Yang's father, to his credit, accepted the challenge. He came over to her and crouched down so that they were at eye level.

"Yang, I would like for you to come here and live with us from now on."

"What, here? Who'd want to live here?"

Her mother didn't actually laugh or smile at Yang's reflexive reaction, but it danced in her eyes. Her father flinched, taken aback.

"Do you hate me that much?"

"Huh? Of course I don't hate you, Dad. But it's this house. It's big and it's cold and it's not like a home at all. It's kind of creepy, really." She glanced at her newfound sister. "It must be really hard for Ruby."

Her father nodded solemnly.

"That...is actually why I hoped that you would come live here with us, Yang. When Ruby's mother was alive, this house was very different. It was a home, a place of family. But now, as you say, it's different. In a lot of aristocratic households, they leave the children largely to the servants, but my wife wasn't like that, and now she's gone. I want Ruby to have her family around her as she grows up, not abandon her to governesses and schools."

Oh.

So, when Yang had been thinking earlier of how Ruby's family ought to have been there for her, she actually was the family. She'd been being a big sister without even knowing it.

"Mum?"

"It is a fine opportunity for you, Yang. It would give you the chance to be raised in style and comfort, to receive an education, and to have access to the best of everything."

"But I wouldn't get to see you or home or my friends."

She nodded once.

"Not often. There is no gain without loss," she agreed. "Each choice has its good and bad points."

Yang rolled her eyes.

"You sound like Uncle Chen talking to English merchants."

"And you are being pert. Perhaps being raised as an English lady will curb that where I have failed."

Yang grinned saucily.

"Or maybe I'll grow up to be a huntress like Ruby's mum."

"Ruby," her father said, and this time he was stern, "that is a family secret. You are not supposed to tell other people about that." He glanced at Yang's mother, whose elegantly plucked eyebrows had risen in surprise.

"But Yang is family! She's my big sister, so it's okay that I told her!"

"Yeah!" Yang said, giving Ruby a quick squeeze on the shoulder. "I am family."

Ruby turned those big silver eyes on her, looking like an eager puppy.

"Does that mean you're going to stay here?"

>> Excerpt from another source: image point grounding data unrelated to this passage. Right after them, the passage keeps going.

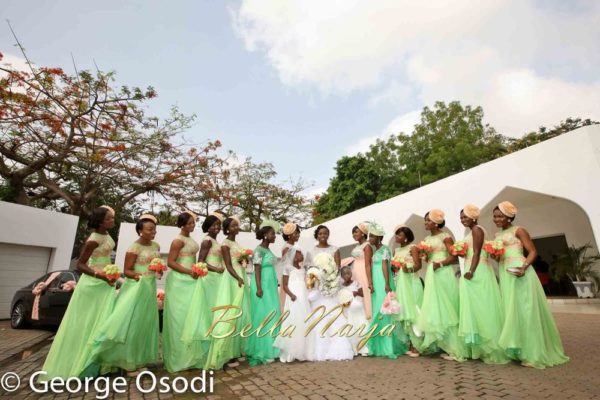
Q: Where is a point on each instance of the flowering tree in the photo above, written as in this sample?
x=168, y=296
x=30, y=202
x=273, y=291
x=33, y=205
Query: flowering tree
x=71, y=139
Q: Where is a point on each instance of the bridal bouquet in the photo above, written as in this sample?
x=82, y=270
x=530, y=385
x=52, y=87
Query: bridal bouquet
x=459, y=248
x=312, y=276
x=157, y=265
x=200, y=269
x=112, y=272
x=329, y=274
x=494, y=247
x=243, y=257
x=398, y=262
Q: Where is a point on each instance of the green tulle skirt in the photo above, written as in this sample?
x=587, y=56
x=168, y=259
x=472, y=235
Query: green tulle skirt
x=259, y=345
x=384, y=342
x=529, y=333
x=481, y=316
x=128, y=338
x=439, y=315
x=178, y=354
x=91, y=303
x=226, y=343
x=409, y=293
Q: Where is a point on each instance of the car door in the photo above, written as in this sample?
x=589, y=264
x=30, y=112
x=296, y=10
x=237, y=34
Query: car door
x=58, y=298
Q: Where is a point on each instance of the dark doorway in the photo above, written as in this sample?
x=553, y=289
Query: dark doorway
x=548, y=249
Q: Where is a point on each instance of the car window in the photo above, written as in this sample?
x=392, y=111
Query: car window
x=38, y=280
x=59, y=280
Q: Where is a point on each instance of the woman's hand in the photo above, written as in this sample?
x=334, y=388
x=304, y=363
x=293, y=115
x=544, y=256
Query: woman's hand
x=522, y=271
x=102, y=275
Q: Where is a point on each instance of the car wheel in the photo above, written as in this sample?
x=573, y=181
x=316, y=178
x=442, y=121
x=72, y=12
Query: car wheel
x=18, y=318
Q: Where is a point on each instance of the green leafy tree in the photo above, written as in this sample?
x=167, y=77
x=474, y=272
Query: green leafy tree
x=356, y=184
x=544, y=133
x=449, y=139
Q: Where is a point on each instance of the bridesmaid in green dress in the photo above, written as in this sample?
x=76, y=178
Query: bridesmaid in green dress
x=409, y=289
x=128, y=338
x=180, y=355
x=529, y=333
x=439, y=315
x=264, y=298
x=210, y=253
x=481, y=313
x=234, y=292
x=90, y=304
x=384, y=345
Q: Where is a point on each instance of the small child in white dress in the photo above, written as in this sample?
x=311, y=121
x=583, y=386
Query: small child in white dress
x=356, y=311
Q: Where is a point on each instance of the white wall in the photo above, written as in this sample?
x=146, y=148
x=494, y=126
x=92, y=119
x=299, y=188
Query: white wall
x=31, y=226
x=565, y=167
x=554, y=184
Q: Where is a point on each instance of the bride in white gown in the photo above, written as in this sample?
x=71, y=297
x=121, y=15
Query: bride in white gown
x=293, y=347
x=323, y=346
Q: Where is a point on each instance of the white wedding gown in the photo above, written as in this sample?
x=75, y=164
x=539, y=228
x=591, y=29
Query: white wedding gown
x=294, y=347
x=328, y=347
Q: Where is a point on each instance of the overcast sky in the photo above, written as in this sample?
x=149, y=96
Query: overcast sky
x=302, y=83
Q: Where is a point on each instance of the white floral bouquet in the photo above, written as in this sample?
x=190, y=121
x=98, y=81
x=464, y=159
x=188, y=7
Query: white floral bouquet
x=329, y=274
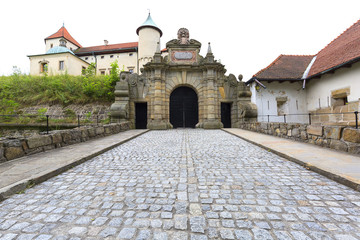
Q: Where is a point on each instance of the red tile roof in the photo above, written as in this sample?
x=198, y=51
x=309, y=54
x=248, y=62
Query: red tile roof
x=345, y=48
x=285, y=67
x=62, y=32
x=106, y=48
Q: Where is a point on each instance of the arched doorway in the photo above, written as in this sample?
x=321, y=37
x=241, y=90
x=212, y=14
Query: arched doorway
x=184, y=109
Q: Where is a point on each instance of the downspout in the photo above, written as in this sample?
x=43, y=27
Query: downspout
x=137, y=60
x=306, y=73
x=93, y=53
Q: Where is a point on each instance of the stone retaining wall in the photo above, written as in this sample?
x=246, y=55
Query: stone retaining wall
x=336, y=137
x=101, y=110
x=11, y=148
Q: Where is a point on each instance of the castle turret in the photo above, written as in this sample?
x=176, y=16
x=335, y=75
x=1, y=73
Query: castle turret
x=149, y=37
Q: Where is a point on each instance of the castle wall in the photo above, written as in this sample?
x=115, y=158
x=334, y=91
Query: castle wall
x=126, y=61
x=56, y=42
x=72, y=64
x=148, y=39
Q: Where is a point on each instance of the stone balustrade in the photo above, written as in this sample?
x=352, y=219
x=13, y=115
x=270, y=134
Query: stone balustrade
x=341, y=138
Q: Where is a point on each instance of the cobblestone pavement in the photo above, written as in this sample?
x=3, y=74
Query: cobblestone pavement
x=184, y=184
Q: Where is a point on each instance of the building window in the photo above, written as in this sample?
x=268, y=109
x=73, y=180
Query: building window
x=281, y=103
x=61, y=65
x=44, y=67
x=340, y=97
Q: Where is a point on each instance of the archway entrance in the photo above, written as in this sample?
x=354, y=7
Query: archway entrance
x=226, y=114
x=184, y=108
x=140, y=115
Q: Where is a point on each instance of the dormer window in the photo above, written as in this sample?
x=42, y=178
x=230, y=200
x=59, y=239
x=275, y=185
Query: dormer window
x=62, y=42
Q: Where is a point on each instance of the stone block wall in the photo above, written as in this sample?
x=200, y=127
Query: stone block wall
x=341, y=138
x=11, y=148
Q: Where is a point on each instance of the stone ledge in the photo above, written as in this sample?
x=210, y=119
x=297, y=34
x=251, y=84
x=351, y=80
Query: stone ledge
x=334, y=137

It wasn't that easy, or at least it shouldn't have been. Maybe it was sisterly instinct at work, but the thought of the little girl left all alone in this big, dark house chilled and appalled her. Yang was going to do everything that was in her power to make sure that Ruby never had to cry like that again.

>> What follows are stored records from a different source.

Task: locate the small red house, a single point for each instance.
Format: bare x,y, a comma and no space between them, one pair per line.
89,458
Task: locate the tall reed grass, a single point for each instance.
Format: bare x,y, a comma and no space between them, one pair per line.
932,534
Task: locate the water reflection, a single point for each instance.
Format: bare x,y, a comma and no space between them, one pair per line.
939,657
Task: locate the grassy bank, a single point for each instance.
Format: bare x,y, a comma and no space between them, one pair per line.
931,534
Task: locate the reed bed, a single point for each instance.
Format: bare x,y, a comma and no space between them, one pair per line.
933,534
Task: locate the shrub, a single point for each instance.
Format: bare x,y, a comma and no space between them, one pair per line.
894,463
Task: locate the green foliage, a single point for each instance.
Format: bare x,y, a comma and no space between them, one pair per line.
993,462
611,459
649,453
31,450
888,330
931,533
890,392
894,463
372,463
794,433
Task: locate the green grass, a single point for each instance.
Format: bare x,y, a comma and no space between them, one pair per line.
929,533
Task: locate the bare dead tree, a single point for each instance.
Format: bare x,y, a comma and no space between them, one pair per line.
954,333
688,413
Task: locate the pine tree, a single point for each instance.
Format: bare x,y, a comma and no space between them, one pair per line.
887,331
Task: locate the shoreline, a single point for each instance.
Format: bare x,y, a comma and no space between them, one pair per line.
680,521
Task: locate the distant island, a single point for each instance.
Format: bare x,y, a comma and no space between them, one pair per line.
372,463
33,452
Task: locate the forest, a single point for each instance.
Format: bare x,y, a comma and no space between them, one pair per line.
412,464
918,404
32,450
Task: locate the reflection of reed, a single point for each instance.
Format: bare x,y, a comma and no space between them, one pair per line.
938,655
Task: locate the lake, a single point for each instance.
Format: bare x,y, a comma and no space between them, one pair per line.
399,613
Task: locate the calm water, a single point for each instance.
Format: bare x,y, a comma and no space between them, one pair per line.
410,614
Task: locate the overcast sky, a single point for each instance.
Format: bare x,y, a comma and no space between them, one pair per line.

She gave Ruby her biggest smile.

"Yes. Yes, little sis, it does."

~X X X~

A/N: Here's hoping the story wraps up before Volume 2 of RWBY comes along and wrecks everything here about Yang and Ruby's family! The story rather needed the family background, since the sisters are front-and-center in the plot, and I decided to take the risk of filling in the blanks for the story even knowing that canon would probably go somewhere different. (Plus, of course, while there is no China in Remnant, there is a China in the real world and therefore Yang's name needs an explanation...although I've again, chosen to keep her first and last names what they are in the show even though I have it on good authority (thanks, yuiseppe and deathcurse!) that "Xiao Long" doesn't work as a non-fantasy Chinese family name any more than "Valkyrie" or "Arc" do as English or French ones!)